Normally here in temperate Virginia things are a bit more even but Mother Nature can be a cruel taskmaster. We have to talk about normal conditions, acknowledge the possibility of abnormal conditions and hope for the best.

This fall we have been dealing with scattered reports of Ark building.

Nationally syndicated garden talk show host Andre Viette recommends watering lawns deeply and inch or two at a time once every ten days. 1.15 inches of rain every 10 days would give us our annual average of 42 inches per year. Of course a little more in the hot summer and a little less in the winter would balance things nicely. But then July and August are typically the heaviest rain months of the year anyway. See……. Ma Nature is trying to help us along.

links to climate data for Ashland Va. below.

http://www.usclimatedata.com/climate.php?location=USVA0028

http://www.climate-charts.com/USA-Stations/VA/VA440327.php

This year we went into the fall with a rainfall deficit of about 9 inches. After the rainiest November on record we are now going into winter with a rainfall surplus. Not to mention the mud surplus.
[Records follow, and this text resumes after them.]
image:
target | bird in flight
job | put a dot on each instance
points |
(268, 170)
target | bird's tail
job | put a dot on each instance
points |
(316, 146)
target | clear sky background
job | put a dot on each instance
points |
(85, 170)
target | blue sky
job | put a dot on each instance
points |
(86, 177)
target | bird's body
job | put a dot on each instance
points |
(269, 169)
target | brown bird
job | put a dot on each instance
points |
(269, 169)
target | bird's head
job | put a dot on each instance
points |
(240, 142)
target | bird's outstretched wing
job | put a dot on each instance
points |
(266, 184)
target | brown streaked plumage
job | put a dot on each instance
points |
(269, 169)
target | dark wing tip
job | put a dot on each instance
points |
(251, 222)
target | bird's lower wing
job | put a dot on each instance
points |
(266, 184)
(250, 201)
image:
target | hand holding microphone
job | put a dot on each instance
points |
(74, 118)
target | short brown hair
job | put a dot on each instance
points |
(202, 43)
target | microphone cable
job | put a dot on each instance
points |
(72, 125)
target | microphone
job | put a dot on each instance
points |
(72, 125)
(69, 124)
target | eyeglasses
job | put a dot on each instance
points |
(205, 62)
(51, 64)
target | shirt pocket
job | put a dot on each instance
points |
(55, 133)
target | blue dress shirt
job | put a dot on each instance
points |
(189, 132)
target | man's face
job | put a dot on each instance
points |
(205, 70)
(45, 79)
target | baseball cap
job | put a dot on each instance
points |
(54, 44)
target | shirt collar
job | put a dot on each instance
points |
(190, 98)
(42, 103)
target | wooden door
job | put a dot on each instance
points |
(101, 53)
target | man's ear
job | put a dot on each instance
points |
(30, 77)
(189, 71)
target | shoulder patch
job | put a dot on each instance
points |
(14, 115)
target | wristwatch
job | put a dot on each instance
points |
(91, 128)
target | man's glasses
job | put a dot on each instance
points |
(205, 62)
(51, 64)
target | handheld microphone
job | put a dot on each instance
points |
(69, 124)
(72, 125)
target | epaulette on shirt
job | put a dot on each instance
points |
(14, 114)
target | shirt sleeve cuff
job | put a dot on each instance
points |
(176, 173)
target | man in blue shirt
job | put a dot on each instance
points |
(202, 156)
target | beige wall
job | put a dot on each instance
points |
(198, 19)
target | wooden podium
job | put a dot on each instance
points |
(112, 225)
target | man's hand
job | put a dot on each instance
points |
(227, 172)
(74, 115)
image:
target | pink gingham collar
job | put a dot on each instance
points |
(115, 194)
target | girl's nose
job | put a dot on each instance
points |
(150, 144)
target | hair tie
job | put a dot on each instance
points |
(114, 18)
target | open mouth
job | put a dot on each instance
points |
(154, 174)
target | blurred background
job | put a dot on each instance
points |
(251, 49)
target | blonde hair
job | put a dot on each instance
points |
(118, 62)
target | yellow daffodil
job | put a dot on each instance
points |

So water is the most limiting nutrient and it is the single factor that usually will make or break any cropping enterprise.

The second most limiting nutrient is pH. pH is the measure of the level of acidity or alkalinity in the soil.

Basic information. Most but not all crops prefer a pH range of 6.0 to 6.8 with 6.0 being a bit low but acceptable and 6.8 being a bit high. There are some acid loving plants like azaleas and such that prefer a lower pH but most agronomic crops will fall within the 6.0 to 6.8 range.
What does pH mean?
This is a measure of how acidic or alkaline a substance is. The initials pH stand for “Potential of Hydrogen.” Acids have pH values under 7, and alkalis have pH values over 7. If a substance has a pH value of 7, it is neutral-neither acidic or alkaline.

Because the pH scale is logarithmic, a difference of one pH unit represents a tenfold, or ten times change. For example, the acidity of a sample with a pH of 5 is ten times greater than that of a sample with a pH of 6. A difference of 2 units, from 6 to 4, would mean that the acidity is one hundred times greater, and so on.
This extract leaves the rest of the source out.